The squeeze: HBM consumes roughly 3x the wafer capacity per GB compared to standard DDR (per Tom's Hardware analysis — yield loss from stacking, smaller dies, base die overhead). A single Atlas 950 SuperNode (8,192 Ascend 950 chips, 1.1 PB HBM) uses as much DRAM wafer capacity as millions of PCs.

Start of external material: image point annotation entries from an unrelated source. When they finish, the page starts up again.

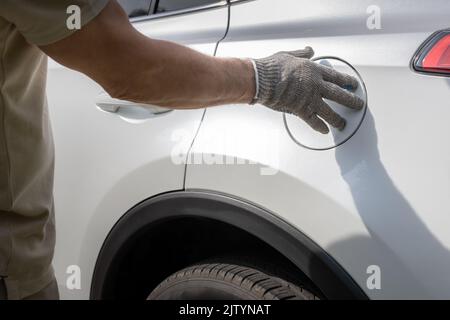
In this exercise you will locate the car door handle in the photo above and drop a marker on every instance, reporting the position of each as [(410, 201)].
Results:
[(127, 108)]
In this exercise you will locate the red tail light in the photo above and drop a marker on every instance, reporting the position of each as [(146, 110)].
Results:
[(434, 54)]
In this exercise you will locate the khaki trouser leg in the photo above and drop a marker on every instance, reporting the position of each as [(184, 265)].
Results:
[(50, 292)]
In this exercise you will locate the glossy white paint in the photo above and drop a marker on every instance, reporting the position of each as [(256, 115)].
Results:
[(106, 163), (381, 198)]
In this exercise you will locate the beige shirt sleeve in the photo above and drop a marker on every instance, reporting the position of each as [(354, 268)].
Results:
[(43, 22)]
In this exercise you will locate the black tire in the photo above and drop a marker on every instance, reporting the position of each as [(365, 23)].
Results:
[(226, 282)]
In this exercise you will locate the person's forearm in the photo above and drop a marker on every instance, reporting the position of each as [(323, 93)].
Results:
[(131, 66), (171, 75)]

CXMT's profitability adds pressure. In H1 2026, CXMT reported ¥50-57 billion net profit, driven by the global DRAM shortage. The highest-margin product is HBM, not LPDDR. From a business perspective, CXMT's incentive is to allocate more capacity to HBM for Ascend and less to commodity LPDDR.

Verdict on availability: CXMT's 300K wafer/month capacity can supply both HBM and LPDDR5, but at the volumes Huawei needs, the LPDDR5 allocation is likely constrained. The better question isn't "can CXMT make enough" — it's "how much is Huawei willing to pay vs NAND margins on the spot market."

If Huawei procures CXMT LPDDR5 at above-market prices (internal transfer pricing as a related-party transaction), they secure supply at the cost of lower margins. If they try to source from Samsung/SK Hynix, they face US export controls and uncertain allocation (both Korean vendors prioritize HBM for NVIDIA).

The pragmatic path: CXMT supplies just enough LPDDR5 for Kirin X90 volumes (~25K wafers/month at scale), while the bulk of HBM capacity goes to Ascend 950 — which has higher margins and strategic AI infrastructure importance.

Bottom line: A HarmonyOS PC with 16GB RAM is likely. One with 32GB is possible but expensive. One with 64GB (Mac-level) is unlikely at launch.

The Real Disruption: Distributed AI

The most interesting possibility for HarmonyOS PC isn't local performance — it's what no other platform can do.

HarmonyOS has a distributed hardware abstraction layer that treats all devices in a user's ecosystem as a single resource pool. This was originally designed for file sharing and phone-as-webcam use cases. Applied to AI inference, it becomes something genuinely different:

Your phone's NPU + your PC's NPU + your tablet's NPU = pooled inference
Model layers sharded across devices over high-speed local interconnect
A 14B model's attention layers run on the PC GPU, embedding layers on the phone NPU

Windows can't do this. macOS can't do this (Continuity doesn't extend to GPU compute pooling). HarmonyOS's distributed architecture is unique.

The practical challenge: interconnect latency. Even WiFi 7 at 5Gbps has 1-3ms latency between devices, which is 10-100x slower than on-chip memory access. Real-time layer-sharded inference requires sub-microsecond synchronization. This limits distributed AI to batch/offline workloads (background summarization, async data processing) rather than interactive chat.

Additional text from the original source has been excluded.